One thing that absolutely blows my mind is that there are infinite points on infinite layers of spheres surrounding our sun which might be the focal points for detailed features about our galaxy and the wider universe. So it’s not entirely ridiculous to look up and wave to a civilization that has mastered this technology (maybe with a super massive multi-star interferometric gravitational lens telescope that can resolve a wee human from light years away - probably the physics doesn’t work but it’s fun to consider)!
Thanks Scott!
Great presentation and that is some impressive science!!
That level of precision is insane, I knew about LISA, but didn't know the tolerances were in micrometers.
[QUESTION] Can you use this orbital method to build a giant interferometer radio telescope satellite fleet?
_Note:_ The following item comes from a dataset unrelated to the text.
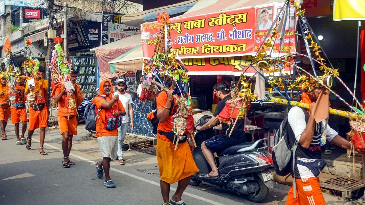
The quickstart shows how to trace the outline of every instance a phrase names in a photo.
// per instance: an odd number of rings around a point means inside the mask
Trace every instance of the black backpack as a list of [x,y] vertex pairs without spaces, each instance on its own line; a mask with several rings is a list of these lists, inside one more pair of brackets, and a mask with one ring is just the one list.
[[[167,92],[166,90],[164,90],[165,92],[166,93],[166,94],[167,94]],[[184,91],[185,94],[185,97],[188,97],[188,93]],[[160,92],[161,93],[161,92]],[[160,93],[157,93],[157,95],[160,94]],[[158,119],[157,118],[157,104],[156,102],[157,99],[155,99],[155,100],[152,102],[152,104],[151,105],[151,108],[152,110],[152,112],[153,112],[153,119],[152,119],[152,120],[151,120],[151,124],[152,125],[152,132],[154,134],[157,135],[157,127],[158,126],[158,123],[160,123],[160,121],[158,120]],[[169,116],[171,116],[172,115],[173,115],[176,112],[176,111],[174,111],[174,106],[175,105],[175,101],[173,100],[171,102],[171,106],[170,107],[170,115],[169,115]]]
[[[308,123],[309,119],[309,114],[307,110],[301,108],[304,112],[306,122]],[[291,136],[290,132],[293,131],[290,128],[289,122],[288,121],[288,109],[284,112],[285,117],[280,125],[279,129],[277,131],[274,136],[273,140],[273,162],[275,173],[277,174],[282,176],[285,176],[290,173],[292,166],[293,168],[293,174],[295,177],[295,151],[299,144],[299,142]],[[276,154],[277,153],[277,154]],[[293,181],[294,186],[294,198],[296,198],[295,195],[295,180]]]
Ahh, look a young Scott Manley that was so shy and retiring that he covered his head in hair. 😁
Predicting something we could observe directly would be cooler, I’d like to watch a supernova through a telescope from the first moment the light reaches us.
This should be able to detect neutron star mergers with enough warning - that'll be like a supernova.
@ now we’re talking!
Thanks, Scott, for your viewpoint about the future of NASA, space flight and politics.
That was deep 😊
Gotta love this mission.
Make it so!
Slight confusion to just 3 parts when they could go with a Lisa 4 as well, Collect data from 1, 2 and 3, instead of them trying to send direct to earth, low powered omnidirectional transmissions, that get picked up by 4, who would be in the center, that can transmit to Earth continuously, no need to pause the data collection to move the antennae that way. 4 could be constantly tracking Earth motion with it's dish, and won't change how the science works.
love it
Great breakdown, Scott!
wouldn't it make more sense to have a fourth satellite, within short radio range with an omnidirectional antenna that can take the data from the three, and then it itself can constantly readjust to point at earth without interfering with the three cubes? the fourth satellite could be far "dumber" and less precision than the other three and fulfill that, couldn't it?
this vid was indeed exceptionally good
LOL, the sounds at the beginning reminded me of my UofG Bachelor thesis work for audiolisation of GW signals for education and outreach purposes
Love your quality physics videos Scott.
These are some quite impressive technologies in these unique spacecrafts.
This is absolutely bonkers!
Thank you! Nicely explained 👍
mind blowing precision
This is absolutely freaking bonkers!
Amazing, thank you
2:50 with headphones in tickles my brain... WITH SCIENCE!
The fact any of this sensitive equipment can survive a launch into space is wild.